Phoneme identification tests are used, for example, to evaluate the detailed ("microscopic") speech-recognition ability of listeners using two or more different hearing aids or other sound-transmission instruments or algorithms. Phoneme identification performance can be tested with real words with minimal phonemic contrasts (e.g., Fairbanks, 1958; Witte et al., 2024), or using nonsense "words" with a fixed structure, e.g., CV (Miller & Nicely, 1955), or VCV, or CVCVC, where C is a consonant and V is a vowel.
Early speech research showed that the phoneme identification ability with nonsense syllables is correlated with general sentence understanding (Fletcher and Steinberg, 1929, Fig. 11).
Confusion Matrices
The results from a closed-set test may be recorded (e.g., Miller & Nicely, 1955) as a two-dimensional table of confusion counts. A table element with index (s, r) shows how many times the listener responded by the rth category, when the sth stimulus was presented.
If the test includes several subgroups of items with minimal contrast, and responses are allowed only among the alternatives in each such subgroup (e.g., "Rhyme Test", Fairbanks, 1958), a complete confusion matrix would be very sparse, with nonzero counts only in block matrices along the main diagonal. Then it is most convenient to record the test results in a "long-format" table, with a separate row for each stimulus-response pair.

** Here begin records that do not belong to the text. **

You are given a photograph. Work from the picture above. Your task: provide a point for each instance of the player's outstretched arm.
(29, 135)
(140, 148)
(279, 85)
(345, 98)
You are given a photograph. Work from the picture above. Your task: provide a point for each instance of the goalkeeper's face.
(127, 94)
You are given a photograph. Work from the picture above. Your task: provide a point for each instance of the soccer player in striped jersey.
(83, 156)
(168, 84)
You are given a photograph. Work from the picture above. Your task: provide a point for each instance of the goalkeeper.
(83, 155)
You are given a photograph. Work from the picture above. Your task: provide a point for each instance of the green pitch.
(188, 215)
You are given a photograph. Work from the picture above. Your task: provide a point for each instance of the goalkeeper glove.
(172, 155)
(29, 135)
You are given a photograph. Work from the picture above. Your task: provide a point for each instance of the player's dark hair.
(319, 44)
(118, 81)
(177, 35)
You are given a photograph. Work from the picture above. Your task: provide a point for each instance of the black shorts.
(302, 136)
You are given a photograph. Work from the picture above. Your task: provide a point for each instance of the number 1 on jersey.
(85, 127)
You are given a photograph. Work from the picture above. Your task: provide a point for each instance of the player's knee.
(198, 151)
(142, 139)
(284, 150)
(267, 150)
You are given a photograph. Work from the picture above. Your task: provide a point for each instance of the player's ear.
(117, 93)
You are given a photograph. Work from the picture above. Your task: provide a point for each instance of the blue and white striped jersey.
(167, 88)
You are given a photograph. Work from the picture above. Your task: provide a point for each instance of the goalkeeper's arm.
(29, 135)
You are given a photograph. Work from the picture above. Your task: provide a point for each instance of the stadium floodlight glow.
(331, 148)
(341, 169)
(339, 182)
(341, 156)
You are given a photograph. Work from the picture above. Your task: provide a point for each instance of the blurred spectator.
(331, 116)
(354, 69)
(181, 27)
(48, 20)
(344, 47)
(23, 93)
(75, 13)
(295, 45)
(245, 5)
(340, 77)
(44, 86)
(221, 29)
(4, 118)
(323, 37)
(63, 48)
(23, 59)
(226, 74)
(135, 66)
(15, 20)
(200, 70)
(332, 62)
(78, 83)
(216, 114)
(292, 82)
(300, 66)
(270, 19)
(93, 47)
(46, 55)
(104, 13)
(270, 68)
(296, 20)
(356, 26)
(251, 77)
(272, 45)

The statistical analysis of closed-set identification data is non-trivial, because the matrix is usually quite sparse for each listener. For example, in a consonant-identification test with 16 consonants, each stimulus type might be presented, say, five times. Then each matrix row will have 11 - 15 elements with a zero count. Furthermore, the response counts for each stimulus category are statistically dependent.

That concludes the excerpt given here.